When a schedule is provided, the tool:
- Registers a cron job using an internal scheduler.
- Runs the backup action periodically according to the scheduled expression.
- Waits for termination signals (
SIGINT
orSIGTERM
) to gracefully shut down.
Detailed Options
Flag | Description | Default Value |
---|---|---|
--grpc-addr |
gRPC address of the data node. | 127.0.0.1:17912 |
--enable-tls |
Enable TLS for the gRPC connection. | false |
--insecure |
Skip server certificate verification. | false |
--cert |
Path to the gRPC server certificate. | empty |
--dest |
Destination URL for backup data (file:/// , s3:// , azure:// , gs:// ) |
required |
--stream-root-path |
Root directory for the stream catalog snapshots. | /tmp |
--measure-root-path |
Root directory for the measure catalog snapshots. | /tmp |
--property-root-path |
Root directory for the property catalog snapshots. | /tmp |
--time-style |
Directory naming style based on time (daily or hourly ) |
daily |
--schedule |
Schedule expression for periodic backup.
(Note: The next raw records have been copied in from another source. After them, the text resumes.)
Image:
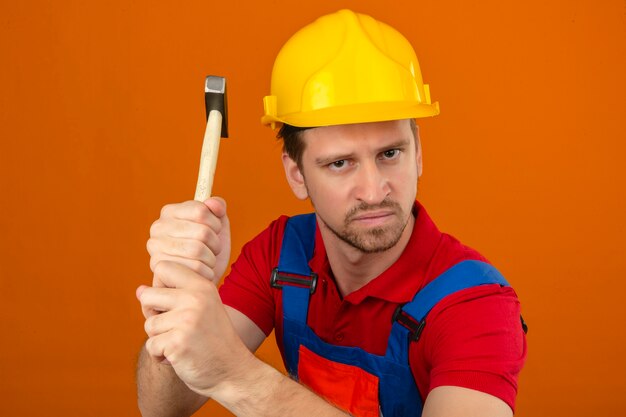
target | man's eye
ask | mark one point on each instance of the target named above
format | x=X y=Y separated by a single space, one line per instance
x=391 y=153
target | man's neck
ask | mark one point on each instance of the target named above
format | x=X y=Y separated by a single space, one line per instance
x=353 y=268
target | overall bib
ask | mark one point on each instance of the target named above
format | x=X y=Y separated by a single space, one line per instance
x=361 y=383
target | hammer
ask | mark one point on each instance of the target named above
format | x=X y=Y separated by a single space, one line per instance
x=216 y=127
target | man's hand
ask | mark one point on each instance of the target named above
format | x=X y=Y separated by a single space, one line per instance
x=193 y=331
x=193 y=234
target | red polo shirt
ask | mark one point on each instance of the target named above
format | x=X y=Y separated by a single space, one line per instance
x=472 y=339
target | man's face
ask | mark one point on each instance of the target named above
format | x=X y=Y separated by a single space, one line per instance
x=362 y=181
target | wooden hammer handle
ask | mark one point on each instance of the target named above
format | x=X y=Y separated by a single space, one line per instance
x=208 y=159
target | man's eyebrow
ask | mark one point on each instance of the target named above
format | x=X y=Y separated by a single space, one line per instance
x=325 y=160
x=400 y=143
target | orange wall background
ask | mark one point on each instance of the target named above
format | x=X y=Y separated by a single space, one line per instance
x=101 y=123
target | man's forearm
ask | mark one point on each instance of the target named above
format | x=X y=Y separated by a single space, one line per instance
x=264 y=391
x=161 y=393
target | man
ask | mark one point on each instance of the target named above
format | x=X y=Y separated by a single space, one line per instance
x=376 y=312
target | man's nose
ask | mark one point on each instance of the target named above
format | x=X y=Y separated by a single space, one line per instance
x=371 y=185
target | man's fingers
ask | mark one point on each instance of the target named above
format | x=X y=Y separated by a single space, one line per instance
x=183 y=248
x=172 y=227
x=194 y=211
x=193 y=264
x=157 y=299
x=156 y=345
x=217 y=205
x=175 y=275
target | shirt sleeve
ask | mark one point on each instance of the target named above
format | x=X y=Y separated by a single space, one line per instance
x=473 y=339
x=247 y=287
Options: @yearly , @monthly , @weekly , @daily , @hourly , @every <duration> |
empty |
--logging-level |
Root logging level (debug , info , warn , error ) |
info |
--logging-env |
Logging environment (dev or prod ) |
prod |
AWS S3 specific | ||
--s3-profile |
AWS profile name | empty |
--s3-config-file |
Path to the AWS config file | empty |
--s3-credential-file |
Path to the AWS credential file | empty |
--s3-storage-class |
AWS S3 storage class for uploaded objects | empty |
--s3-checksum-algorithm |
Checksum algorithm when uploading to S3 | empty |
Azure Blob specific | ||
--azure-account-name |
Azure storage account name | empty |
--azure-account-key |
Azure storage account key | empty |
--azure-sas-token |
Azure SAS token (alternative to account key) | empty |
--azure-endpoint |
Azure blob service endpoint | empty |
Google Cloud Storage specific | ||
--gcp-service-account-file |
Path to the GCP service account JSON file | empty |
This guide should provide you with the necessary steps and information to effectively use the backup tool for your data backup operations.